1. Application

Parables Divide Insiders and Outsiders

Mark 4:10–12 (ESV)

10 And when he was alone, those around him with the twelve asked him about the parables.

Mark 4:10–12 can create a lot of confusion. The key idea of these verses, however, is that Jesus teaches in parables in order to divide between insiders and outsiders. We often think that parables, being stories, are meant to make things easier to understand. However, the opposite is true. Parables act like a sieve. Those who want to follow Jesus come to him for further explanation and insight (insiders). Those who do not bother to do so will hear but not understand and their indifference will judge them (outsiders).

Knowing the purpose of parables, we are then left with a question: why do some people want to follow Jesus and come to him while others do not? A simple answer to this question is that God in his wisdom has elected some people to eternal life (Ephesians 1:3–14,  Ephesians 2:1–10) while leaving others in their sins and misery. That is why some people respond in faith when they hear the gospel, but others do not.

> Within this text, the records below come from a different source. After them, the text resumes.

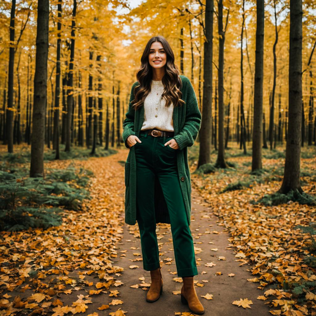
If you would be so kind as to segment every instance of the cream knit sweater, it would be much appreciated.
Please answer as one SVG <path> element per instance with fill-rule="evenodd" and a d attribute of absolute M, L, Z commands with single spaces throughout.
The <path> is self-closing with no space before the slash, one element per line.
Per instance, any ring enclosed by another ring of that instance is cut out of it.
<path fill-rule="evenodd" d="M 174 131 L 172 120 L 173 105 L 165 106 L 166 100 L 161 98 L 163 92 L 162 82 L 151 81 L 151 91 L 144 101 L 144 121 L 141 130 L 157 128 Z"/>

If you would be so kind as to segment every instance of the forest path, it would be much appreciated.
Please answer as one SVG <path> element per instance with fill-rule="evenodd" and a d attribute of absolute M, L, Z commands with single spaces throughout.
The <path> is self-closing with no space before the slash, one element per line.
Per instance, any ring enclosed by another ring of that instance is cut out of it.
<path fill-rule="evenodd" d="M 113 163 L 116 160 L 122 161 L 126 160 L 128 153 L 125 150 L 120 150 L 118 154 L 105 159 L 113 160 Z M 124 167 L 118 166 L 115 169 L 117 170 L 117 176 L 123 183 Z M 100 181 L 102 180 L 100 179 Z M 104 182 L 105 189 L 106 191 L 111 190 L 108 187 L 109 184 L 106 181 Z M 123 197 L 123 189 L 120 186 L 119 195 Z M 247 279 L 254 277 L 247 271 L 249 265 L 246 264 L 240 266 L 240 264 L 239 263 L 240 261 L 238 261 L 239 258 L 235 257 L 238 252 L 235 247 L 230 246 L 228 240 L 229 235 L 224 231 L 223 226 L 217 224 L 216 216 L 213 214 L 211 209 L 208 207 L 207 203 L 201 197 L 194 186 L 192 188 L 191 204 L 190 228 L 196 247 L 195 256 L 199 273 L 194 276 L 194 279 L 197 283 L 204 286 L 196 285 L 195 287 L 205 310 L 204 314 L 217 316 L 270 315 L 268 312 L 269 309 L 264 305 L 264 301 L 257 299 L 258 296 L 263 295 L 263 292 L 257 288 L 258 283 L 247 281 Z M 124 217 L 123 215 L 122 217 Z M 175 295 L 172 293 L 173 291 L 179 291 L 182 283 L 173 280 L 177 275 L 170 225 L 159 223 L 157 226 L 158 242 L 162 244 L 160 246 L 160 252 L 161 255 L 160 258 L 164 282 L 163 291 L 159 300 L 151 303 L 146 301 L 147 290 L 143 290 L 143 287 L 141 286 L 142 283 L 149 283 L 150 277 L 149 271 L 143 269 L 142 261 L 139 260 L 141 258 L 142 252 L 138 225 L 137 223 L 133 226 L 125 224 L 124 219 L 123 222 L 123 238 L 121 242 L 116 245 L 118 248 L 117 251 L 120 256 L 113 259 L 114 263 L 112 264 L 113 265 L 124 268 L 121 272 L 122 276 L 119 278 L 124 284 L 118 288 L 120 294 L 117 298 L 124 303 L 117 305 L 118 308 L 119 306 L 122 307 L 121 309 L 128 312 L 127 314 L 129 316 L 171 316 L 175 313 L 186 316 L 189 315 L 190 313 L 187 312 L 190 310 L 187 306 L 181 303 L 180 295 Z M 211 250 L 214 249 L 218 250 Z M 133 254 L 139 255 L 134 255 Z M 219 260 L 219 257 L 221 256 L 225 257 L 226 260 Z M 204 265 L 212 262 L 216 265 L 211 267 Z M 139 267 L 133 269 L 129 267 L 133 265 Z M 202 271 L 206 273 L 201 274 Z M 221 272 L 222 274 L 216 275 L 218 271 Z M 231 273 L 234 274 L 234 276 L 232 277 L 228 276 Z M 144 277 L 144 280 L 139 279 L 142 277 Z M 138 285 L 138 288 L 130 287 L 136 284 Z M 264 290 L 267 289 L 265 288 Z M 208 293 L 213 295 L 212 300 L 208 300 L 200 296 L 205 295 Z M 241 306 L 238 307 L 232 304 L 235 301 L 246 298 L 253 303 L 250 305 L 251 309 L 245 309 Z M 109 302 L 112 300 L 111 298 Z M 104 303 L 108 304 L 109 302 L 105 300 Z M 111 308 L 113 311 L 116 310 L 114 307 Z"/>
<path fill-rule="evenodd" d="M 89 188 L 92 198 L 82 211 L 65 210 L 67 216 L 59 226 L 2 232 L 0 249 L 5 252 L 0 273 L 3 312 L 21 316 L 190 314 L 180 294 L 173 293 L 179 290 L 182 284 L 173 279 L 177 276 L 169 224 L 157 225 L 163 292 L 156 301 L 146 301 L 148 288 L 144 289 L 142 284 L 150 283 L 150 273 L 143 269 L 138 225 L 124 222 L 124 165 L 128 154 L 121 149 L 106 157 L 45 163 L 46 168 L 70 165 L 93 171 Z M 240 266 L 245 261 L 235 257 L 228 234 L 192 188 L 190 228 L 199 273 L 194 278 L 204 314 L 270 315 L 264 301 L 257 299 L 263 295 L 257 288 L 258 283 L 247 281 L 253 278 L 247 270 L 250 266 L 246 263 Z M 219 260 L 220 256 L 226 260 Z M 216 265 L 204 265 L 211 262 Z M 216 275 L 219 271 L 221 274 Z M 234 276 L 228 276 L 231 273 Z M 137 284 L 137 288 L 130 287 Z M 208 293 L 213 299 L 200 296 Z M 232 304 L 241 298 L 252 301 L 251 309 Z"/>

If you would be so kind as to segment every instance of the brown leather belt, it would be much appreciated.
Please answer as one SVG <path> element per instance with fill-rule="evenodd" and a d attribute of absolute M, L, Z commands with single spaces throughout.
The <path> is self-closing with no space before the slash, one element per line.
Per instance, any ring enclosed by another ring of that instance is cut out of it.
<path fill-rule="evenodd" d="M 166 136 L 167 137 L 171 137 L 174 136 L 174 132 L 169 132 L 166 131 L 160 131 L 157 129 L 153 128 L 151 130 L 145 130 L 141 131 L 141 132 L 147 132 L 147 134 L 154 137 L 162 137 Z"/>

The Bible’s teaching regarding God’s sovereignty in salvation is very clearly summarized in the the Canons of Dort, Chapter 1.https://threeforms.org/canons-of-dort/#election

If parables are there to divide between insiders and outsiders, the application for us is not to wonder, Am I an insider? but rather to determine that we are going to try our best to actively listen to Jesus’ words because that is what he expects from us. We are going to be active rather than passive listeners.